Pascal Canfin
Le président de la commission environnement du Parlement européen, député européen sur la liste de La République en marche, a un plan pour une relance verte. Promis!
Ancien ministre du Développement du gouvernement Ayrault, ex-directeur général de WWF, l’écologiste Pascal Canfin, désormais député européen sur la liste La République en marche et président de la commission environnement du Parlement européen, dit avoir un plan pour relancer l’économie sans détruire la planète, cette fois. Mais encore?

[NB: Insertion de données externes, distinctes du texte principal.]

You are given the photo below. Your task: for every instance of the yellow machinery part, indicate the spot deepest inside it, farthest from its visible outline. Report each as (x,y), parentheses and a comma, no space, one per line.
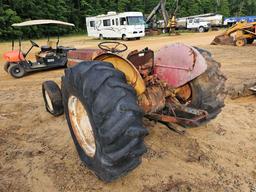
(131,73)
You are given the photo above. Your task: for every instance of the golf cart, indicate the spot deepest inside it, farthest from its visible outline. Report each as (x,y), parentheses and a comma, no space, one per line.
(50,56)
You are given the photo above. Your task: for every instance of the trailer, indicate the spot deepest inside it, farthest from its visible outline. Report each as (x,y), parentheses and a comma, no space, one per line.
(126,25)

Vous avez créé une ‘alliance pour une relance verte’, qui milite pour que le Green Deal européen soit placé au coeur du plan de relance post-pandémie de L’UE. Vous pouvez nous en dire plus? Il s’agit de rassembler des décideurs publics et privés, européens et nationaux, pour construire ensemble la première relance économique alignée avec l’accord de Paris sur le climat. Il ne faut pas reproduire l’erreur collective faite en 2009 après la crise financière, à savoir relancer l’économie sans tenir compte des enjeux climatiques. Ça a eu pour conséquence de nous faire perdre dix ans sur le front de la lutte climatique. Or tout le monde le sait, on n’a plus dix ans à perdre.
Mais le Green Deal a déjà été adopté en janvier par le Parlement européen. Pourquoi faudrait-il de nouveau insister dans ce sens? Tout est loin d’avoir été adopté. La loi climat, qui est la première loi européenne à définir comment atteindre la neutralité carbone en 2050 –avec les différentes étapes intermédiaires, la gouvernance, etc.– ne sera votée au Parlement européen qu’en septembre, puis il faudra négocier avec les États… Donc on ne peut pas du tout dire que tout ça est derrière nous. Ensuite, un certain nombre de pays –la Pologne et la République tchèque ont déjà exprimé leurs réticences– et d’entreprises voudraient utiliser la crise du coronavirus pour repousser le Green Deal et remettre l’enjeu du changement climatique à plus tard.
La Commission européenne a également validé des aides d’état aux grands groupes en difficulté, notamment Air France. Il y a des enjeux très concrets: comment relancet-on le secteur automobile et celui de la construction? Comment sauve-t-on le secteur aérien? Ce sont des questions très opérationnelles: quelle prime à la casse? Quel type d’investissement dans l’isolation des bâtiments? Quel genre de garanties publiques? C’est pour ça qu’il faut croiser les expertises publiques et privées pour construire quelque chose d’à la fois ambitieux et opérationnel, auquel on peut croire, car on sait comment y parvenir. Je déteste les grands engagements sans les moyens. Mon statut de président de la commission environnement du Parlement –la plus importante en nombre de députés, mais aussi en termes politiques pour le Green Deal– me donne un rôle pivot dans cette affaire. Sur le sujet particulier d’air France, j’ai beaucoup travaillé avec Élisabeth Borne et Bruno Le Maire pour faire entrer la compagnie dans une logique de transformation de son modèle économique vers la neutralité carbone.
Vous dites détester ‘les grands engagements sans les moyens’ mais, justement, le projet de loi de finances rectificative qui prend en compte ces aides n’a pas inscrit de conditionnalité: comment être sûr qu’il y aura une avancée environnementale? Ce qui a été détaillé, ce sont les premières mesures comme la suppression des vols quand une liaison ferroviaire de 2h30 maximum existe. J’ai le sentiment qu’air France va jouer le jeu, parce qu’elle a compris que la pression sociétale, politique, d’image était bien là. Et si elle ne le jouait pas, alors il faudrait prévoir un dispositif de sanction.
Il y a de quoi être sceptique: la tendance générale est plutôt à l’utilisation de cette crise pour remettre en cause les objectifs environnementaux. Aux États-unis, l’agence de protection de l’environnement suspend ses règlementations. En Chine, la relance se fait avec le secteur automobile… C’est vrai, et c’est précisément pour ça que j’ai fait cette alliance. Pour vous donner un ordre de grandeur, la totalité des aides apportées par les États membres de l’union européenne pourrait s’élever à 2 000 milliards d’euros dans les mois qui viennent. Et pour le fonds de relance au niveau européen, le recovery fund, les hypothèses de travail de la commission tournent actuellement autour de 1 000 ou 1 500 milliards d’euros. On est sur des montants gigantesques, et ça veut dire qu’on n’a absolument pas le droit de se rater. Parce qu’il n’y aura pas de deuxième chance, que ce soit sur le plan climatique ou sur le plan financier.